Krebs wrote in the introduction to the interview transcript, "in the demo Maynor showed me personally, he exploited the Macbook without any third-party wireless card plugged in. As far as I'm aware, only one other person at the conference saw the demo the way I saw it (a Black Hat staff member whom I'm not at liberty to name); the discrepancy over the wireless card is probably the biggest reason why the Mac community was so confused and upset by my original post."

Now here's the crux. No one that I know of has seen the actual code or the details of exploit, or at least they are not yet able to even state that they have. Thus, what Brian Krebs saw and George Ou cites is Krebs seeing a few keystrokes on a computer and then a file appearing on a Macintosh. Krebs saw a live demonstration, but he still hasn't seen the code. Apple has apparently seen the code, but says it's not an exploit. Atheros has not seen the code.

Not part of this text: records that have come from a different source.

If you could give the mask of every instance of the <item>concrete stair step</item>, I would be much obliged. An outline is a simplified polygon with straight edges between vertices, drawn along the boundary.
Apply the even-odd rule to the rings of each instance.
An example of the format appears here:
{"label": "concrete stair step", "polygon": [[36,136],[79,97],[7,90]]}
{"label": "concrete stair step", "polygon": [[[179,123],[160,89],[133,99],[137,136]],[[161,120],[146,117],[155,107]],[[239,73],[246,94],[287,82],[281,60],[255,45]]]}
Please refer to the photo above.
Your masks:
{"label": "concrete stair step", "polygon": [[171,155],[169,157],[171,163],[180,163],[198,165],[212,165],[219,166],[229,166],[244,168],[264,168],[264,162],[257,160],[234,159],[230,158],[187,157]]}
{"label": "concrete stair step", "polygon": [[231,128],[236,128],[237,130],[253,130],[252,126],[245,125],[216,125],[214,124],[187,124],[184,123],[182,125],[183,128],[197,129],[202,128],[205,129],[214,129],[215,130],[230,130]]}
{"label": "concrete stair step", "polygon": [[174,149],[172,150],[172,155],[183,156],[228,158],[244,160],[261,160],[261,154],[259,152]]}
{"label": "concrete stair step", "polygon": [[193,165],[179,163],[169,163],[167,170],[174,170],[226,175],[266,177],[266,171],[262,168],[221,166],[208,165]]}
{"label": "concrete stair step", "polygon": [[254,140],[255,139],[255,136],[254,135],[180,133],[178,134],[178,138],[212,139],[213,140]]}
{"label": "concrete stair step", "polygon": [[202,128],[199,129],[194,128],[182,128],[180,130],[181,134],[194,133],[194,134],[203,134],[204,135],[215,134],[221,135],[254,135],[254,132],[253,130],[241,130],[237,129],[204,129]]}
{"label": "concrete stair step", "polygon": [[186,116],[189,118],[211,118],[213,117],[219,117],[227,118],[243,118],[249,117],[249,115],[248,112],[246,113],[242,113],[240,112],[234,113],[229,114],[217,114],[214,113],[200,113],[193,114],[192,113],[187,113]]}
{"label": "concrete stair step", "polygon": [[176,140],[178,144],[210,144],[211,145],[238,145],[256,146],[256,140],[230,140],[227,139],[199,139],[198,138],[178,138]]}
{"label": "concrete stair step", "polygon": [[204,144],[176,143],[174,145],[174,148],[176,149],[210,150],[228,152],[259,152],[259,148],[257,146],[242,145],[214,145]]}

I'd like to say I'm from Missouri here. Let's hear from an independent party that won't reveal the code but who has inspected it, and performed the exploit on unmodified equipment.

Another update: Some think that Apple has snowed me. There should be more news this week. Many security researchers and commentators know Maynor or Ellch, and believe they have seen something legitimate. If so, Apple will have a lot to answer for.

Posted by Glenn Fleishman at 11:11 PM | Categories: Security | 3 Comments

3 Comments
David Ulevitch | August 20, 2006 3:10 PM
For such a serious attack, you would think the security researchers would be proactively finding other credible researchers to demo the attack and get confirmation from. They don't need to post code to bugtraq to clear their names, they just need to get the word out to other trusted names who can back them up.